When she’s not advocating for the importance of a multiculturally-informed approach to counseling, Elisha is busily training at the dance studio or traveling to complete an art bucket list: see each city’s art museum at least once.
- What drew you to the field of art therapy?
- What drives your current work?
- Where do you see the field going?
- What impact is needed to effect changes regarding DEI within the field of art therapy?
Having witnessed the benefits for residents at a homeless shelter from teaching an hour-long art class, I was pulled into how much imagination and creating with your hands could release stress, especially in situations that felt like it was out of your control. For the simple hour, I witnessed the camaraderie and human connections between each resident as they painted. Art brought out a liveliness in the group. It was as if their worries of how to get back out independent in the world outside of the shelter were entirely non-existent. They stayed present with each other at the moment. This was where my intrigue for how art can be healing first started.
There is a need for more research on specific Asian diaspora, especially within the Filipino culture, to better inform clinical practices and inform alternative interventions, such as expressive arts therapy. There is already a stigma on mental health within the Asian collective, and the outlook on art itself is also not favorable. This has to do with the years of shaping what jobs and ways of living are ideal, and the expressive arts is not one of them. I want to continue exploring how to turn the perception around with art and mental health simultaneously within the Asian collective and fine-tune already westernized perspectives/theoretical approaches/techniques to be much more attuned to a specific population. The current research is very generalized and perpetuates the Asian Monolith perception that all Asians look/think/behavior the same, which is entirely false. There is a strong need for more research and advocacy for this population to create impactful mental health services.

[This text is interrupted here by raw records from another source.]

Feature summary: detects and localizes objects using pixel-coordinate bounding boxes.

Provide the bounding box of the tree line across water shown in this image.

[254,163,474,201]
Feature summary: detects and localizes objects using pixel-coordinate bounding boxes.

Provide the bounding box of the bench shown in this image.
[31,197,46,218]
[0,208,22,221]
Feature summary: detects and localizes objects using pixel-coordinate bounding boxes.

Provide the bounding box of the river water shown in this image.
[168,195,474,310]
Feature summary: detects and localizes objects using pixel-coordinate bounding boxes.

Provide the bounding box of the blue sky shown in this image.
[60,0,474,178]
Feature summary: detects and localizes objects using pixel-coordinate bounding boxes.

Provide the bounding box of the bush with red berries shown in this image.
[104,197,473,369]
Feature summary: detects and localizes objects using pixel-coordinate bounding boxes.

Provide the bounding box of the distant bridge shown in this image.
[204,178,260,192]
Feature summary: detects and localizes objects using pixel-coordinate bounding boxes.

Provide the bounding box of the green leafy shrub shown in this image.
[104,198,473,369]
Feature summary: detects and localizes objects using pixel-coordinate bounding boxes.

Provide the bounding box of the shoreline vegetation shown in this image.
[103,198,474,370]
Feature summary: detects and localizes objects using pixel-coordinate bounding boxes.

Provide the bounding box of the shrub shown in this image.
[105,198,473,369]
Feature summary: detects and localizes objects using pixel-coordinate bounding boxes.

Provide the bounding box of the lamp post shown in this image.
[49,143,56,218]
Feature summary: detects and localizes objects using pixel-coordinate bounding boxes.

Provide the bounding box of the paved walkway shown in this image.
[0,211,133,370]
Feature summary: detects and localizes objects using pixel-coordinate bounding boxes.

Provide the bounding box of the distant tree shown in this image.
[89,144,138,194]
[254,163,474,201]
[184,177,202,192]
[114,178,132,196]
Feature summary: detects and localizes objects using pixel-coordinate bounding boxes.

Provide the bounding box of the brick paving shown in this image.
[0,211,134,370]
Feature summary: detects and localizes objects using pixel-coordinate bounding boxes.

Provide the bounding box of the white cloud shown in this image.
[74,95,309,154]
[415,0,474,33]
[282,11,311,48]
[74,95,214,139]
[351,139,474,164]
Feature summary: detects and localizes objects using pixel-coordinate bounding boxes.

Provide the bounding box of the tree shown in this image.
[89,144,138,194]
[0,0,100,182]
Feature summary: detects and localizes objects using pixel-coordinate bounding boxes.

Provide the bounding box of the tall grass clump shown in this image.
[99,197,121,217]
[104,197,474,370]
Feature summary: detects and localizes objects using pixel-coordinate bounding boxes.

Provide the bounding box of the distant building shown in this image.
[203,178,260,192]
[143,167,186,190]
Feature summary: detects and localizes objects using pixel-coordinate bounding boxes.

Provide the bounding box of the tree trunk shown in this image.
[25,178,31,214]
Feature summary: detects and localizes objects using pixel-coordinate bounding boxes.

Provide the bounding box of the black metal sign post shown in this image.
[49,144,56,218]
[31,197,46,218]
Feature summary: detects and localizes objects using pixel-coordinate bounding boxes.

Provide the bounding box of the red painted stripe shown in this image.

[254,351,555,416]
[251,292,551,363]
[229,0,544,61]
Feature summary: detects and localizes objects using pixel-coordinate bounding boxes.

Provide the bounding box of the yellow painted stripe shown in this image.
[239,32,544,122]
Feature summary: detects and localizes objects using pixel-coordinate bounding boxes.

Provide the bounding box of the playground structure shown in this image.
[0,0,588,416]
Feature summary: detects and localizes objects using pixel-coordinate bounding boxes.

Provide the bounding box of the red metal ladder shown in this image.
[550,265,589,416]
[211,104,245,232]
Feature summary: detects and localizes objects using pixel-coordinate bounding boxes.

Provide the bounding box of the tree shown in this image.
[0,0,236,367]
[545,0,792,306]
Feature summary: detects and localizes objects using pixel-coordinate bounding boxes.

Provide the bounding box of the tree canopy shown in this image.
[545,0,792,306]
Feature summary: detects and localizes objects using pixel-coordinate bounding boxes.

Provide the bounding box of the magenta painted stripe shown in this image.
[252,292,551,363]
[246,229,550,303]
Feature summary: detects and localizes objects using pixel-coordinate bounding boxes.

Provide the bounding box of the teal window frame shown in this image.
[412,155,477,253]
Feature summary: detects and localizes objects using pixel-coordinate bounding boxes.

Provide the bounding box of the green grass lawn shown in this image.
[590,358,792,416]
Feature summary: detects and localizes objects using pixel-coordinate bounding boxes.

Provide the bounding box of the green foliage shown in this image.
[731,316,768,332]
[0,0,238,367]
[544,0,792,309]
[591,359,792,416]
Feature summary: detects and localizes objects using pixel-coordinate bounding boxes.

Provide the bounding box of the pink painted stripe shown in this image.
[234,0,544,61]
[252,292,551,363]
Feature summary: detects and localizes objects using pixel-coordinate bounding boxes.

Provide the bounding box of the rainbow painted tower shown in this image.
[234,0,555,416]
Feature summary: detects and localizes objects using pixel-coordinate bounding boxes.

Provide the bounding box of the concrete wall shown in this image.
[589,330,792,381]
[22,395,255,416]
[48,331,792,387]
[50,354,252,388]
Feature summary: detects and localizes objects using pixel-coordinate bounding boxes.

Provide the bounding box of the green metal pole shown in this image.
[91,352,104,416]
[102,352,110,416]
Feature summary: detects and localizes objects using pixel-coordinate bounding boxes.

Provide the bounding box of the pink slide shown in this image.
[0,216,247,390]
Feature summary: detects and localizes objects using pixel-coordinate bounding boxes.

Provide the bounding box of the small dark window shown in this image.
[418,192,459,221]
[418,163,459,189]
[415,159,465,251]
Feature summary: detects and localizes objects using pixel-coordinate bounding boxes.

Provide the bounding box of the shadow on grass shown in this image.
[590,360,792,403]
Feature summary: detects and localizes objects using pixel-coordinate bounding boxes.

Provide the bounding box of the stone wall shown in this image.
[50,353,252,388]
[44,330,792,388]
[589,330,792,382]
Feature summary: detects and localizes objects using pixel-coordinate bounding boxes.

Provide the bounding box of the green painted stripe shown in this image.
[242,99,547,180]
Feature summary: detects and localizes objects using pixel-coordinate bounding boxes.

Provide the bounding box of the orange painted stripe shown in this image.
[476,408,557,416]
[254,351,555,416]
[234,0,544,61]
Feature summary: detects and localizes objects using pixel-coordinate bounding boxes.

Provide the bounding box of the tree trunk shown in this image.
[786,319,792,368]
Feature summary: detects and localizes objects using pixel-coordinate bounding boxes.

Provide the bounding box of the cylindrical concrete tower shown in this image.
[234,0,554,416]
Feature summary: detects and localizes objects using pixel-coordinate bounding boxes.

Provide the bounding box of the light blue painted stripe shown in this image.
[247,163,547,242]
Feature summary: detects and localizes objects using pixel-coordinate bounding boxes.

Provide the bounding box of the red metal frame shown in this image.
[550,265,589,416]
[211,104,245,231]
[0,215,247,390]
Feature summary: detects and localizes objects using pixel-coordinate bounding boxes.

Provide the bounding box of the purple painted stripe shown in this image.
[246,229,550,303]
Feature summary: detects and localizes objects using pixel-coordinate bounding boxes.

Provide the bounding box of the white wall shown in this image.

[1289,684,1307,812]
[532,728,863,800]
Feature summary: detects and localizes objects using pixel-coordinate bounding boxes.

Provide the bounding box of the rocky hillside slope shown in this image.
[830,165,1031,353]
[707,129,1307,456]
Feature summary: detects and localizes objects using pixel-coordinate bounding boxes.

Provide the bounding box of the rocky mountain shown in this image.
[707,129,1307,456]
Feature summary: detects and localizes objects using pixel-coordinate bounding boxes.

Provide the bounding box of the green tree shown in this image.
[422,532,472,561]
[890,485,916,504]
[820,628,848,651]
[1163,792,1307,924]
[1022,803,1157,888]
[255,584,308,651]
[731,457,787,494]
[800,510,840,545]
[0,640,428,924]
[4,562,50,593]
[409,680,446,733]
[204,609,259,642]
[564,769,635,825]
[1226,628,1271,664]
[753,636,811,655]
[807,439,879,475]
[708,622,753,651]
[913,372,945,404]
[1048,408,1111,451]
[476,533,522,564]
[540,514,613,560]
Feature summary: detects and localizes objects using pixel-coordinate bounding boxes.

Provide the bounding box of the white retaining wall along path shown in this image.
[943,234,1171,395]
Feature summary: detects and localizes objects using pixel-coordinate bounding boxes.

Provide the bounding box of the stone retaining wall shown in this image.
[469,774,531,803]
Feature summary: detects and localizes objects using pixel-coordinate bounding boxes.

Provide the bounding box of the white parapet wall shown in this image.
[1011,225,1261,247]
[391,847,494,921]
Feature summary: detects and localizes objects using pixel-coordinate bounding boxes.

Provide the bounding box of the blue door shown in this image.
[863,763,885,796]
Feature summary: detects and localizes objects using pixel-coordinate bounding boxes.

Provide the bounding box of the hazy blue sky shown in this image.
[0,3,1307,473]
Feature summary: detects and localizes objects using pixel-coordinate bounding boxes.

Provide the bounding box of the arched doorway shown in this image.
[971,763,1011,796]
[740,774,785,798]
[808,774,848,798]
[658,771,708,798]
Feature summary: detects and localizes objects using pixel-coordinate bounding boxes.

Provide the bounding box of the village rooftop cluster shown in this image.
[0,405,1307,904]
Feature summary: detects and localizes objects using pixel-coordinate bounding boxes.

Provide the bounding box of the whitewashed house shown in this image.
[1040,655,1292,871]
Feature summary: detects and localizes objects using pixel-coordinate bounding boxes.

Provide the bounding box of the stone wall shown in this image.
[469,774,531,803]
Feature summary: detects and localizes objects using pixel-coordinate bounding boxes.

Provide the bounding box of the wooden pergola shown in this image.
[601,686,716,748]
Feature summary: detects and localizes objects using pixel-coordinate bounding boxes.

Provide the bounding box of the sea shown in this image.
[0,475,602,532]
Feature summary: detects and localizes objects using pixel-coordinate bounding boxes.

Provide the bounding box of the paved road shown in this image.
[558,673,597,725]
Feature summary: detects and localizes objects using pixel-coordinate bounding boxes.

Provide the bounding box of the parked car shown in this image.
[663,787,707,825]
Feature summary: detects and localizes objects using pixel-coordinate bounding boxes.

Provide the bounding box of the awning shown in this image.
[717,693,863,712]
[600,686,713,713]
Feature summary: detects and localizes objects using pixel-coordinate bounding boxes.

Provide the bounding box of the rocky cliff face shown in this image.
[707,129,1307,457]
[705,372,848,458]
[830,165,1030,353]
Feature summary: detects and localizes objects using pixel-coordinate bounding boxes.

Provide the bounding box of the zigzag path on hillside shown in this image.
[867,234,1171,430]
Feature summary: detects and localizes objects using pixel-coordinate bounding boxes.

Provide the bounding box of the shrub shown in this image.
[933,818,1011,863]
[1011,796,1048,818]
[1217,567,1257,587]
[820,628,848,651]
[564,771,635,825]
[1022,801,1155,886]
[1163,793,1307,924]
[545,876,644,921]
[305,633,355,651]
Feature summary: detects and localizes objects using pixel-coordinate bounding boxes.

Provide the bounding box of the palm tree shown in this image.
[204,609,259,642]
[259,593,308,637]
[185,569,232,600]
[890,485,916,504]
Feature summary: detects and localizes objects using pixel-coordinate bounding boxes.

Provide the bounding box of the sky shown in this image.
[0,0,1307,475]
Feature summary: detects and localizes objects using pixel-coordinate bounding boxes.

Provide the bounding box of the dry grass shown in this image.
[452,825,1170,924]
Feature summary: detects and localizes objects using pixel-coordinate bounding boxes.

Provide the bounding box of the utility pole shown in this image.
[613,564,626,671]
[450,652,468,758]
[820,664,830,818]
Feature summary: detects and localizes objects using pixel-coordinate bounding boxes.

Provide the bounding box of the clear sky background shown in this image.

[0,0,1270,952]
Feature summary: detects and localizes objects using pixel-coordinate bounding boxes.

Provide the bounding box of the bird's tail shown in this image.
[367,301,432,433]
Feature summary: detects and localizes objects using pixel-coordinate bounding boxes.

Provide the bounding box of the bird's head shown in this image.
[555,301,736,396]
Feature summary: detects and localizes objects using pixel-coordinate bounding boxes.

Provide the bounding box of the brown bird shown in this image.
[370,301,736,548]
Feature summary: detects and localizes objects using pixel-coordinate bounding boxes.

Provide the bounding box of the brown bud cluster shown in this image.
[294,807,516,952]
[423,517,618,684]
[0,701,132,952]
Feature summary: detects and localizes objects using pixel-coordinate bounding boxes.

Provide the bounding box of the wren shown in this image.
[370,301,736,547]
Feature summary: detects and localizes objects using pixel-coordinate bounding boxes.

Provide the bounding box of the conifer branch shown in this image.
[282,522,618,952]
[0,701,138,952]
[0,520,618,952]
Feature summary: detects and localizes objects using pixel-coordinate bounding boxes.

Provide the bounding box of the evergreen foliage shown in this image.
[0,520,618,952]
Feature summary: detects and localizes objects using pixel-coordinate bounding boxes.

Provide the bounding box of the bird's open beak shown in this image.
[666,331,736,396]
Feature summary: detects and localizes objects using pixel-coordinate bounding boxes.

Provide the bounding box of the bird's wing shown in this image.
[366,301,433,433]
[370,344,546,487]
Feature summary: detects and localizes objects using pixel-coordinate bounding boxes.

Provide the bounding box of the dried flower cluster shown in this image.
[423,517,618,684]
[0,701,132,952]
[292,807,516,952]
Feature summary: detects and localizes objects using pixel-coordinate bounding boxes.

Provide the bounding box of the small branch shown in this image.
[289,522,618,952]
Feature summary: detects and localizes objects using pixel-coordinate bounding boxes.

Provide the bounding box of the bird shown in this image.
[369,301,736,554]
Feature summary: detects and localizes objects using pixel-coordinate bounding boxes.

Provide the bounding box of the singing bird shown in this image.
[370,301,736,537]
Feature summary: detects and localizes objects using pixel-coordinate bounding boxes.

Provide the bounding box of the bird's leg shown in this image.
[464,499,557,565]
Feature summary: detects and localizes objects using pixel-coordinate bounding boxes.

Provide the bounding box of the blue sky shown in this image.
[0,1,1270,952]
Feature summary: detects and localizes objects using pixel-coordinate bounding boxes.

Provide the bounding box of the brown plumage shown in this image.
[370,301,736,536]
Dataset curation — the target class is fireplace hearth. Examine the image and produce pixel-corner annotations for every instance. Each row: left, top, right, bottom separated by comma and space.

I see the field continuing to grow, in baby steps, with a better understanding of how art is perceived in other cultures and how to finesse art interventions specific to the client. I see the field developing new art assessments, especially regarding the overload of trauma and grief we have all as a collective endured throughout the pandemic. I see an excellent opportunity for the field and its leaders to advocate what art therapy can be for everyone and have it evolve into a technique other mental health settings and the medical field can look into to provide an enhanced level of patient care.
Everybody needs to do their part in checking their biases and unlearning things that are harmful to other cultures. We need to take accountability that we are victims of systemic racism and understand that it’s up to us to continue to rise above and learn about other cultures. We need to make our art materials more representative, such as different skin-toned crayons, and adaptive so those with physical or cognitive impairments are treated equally in art-making. We can’t only respond to becoming more inclusive and diverse in our practices only when tragedy strikes again with colored communities affected by police brutality, etc.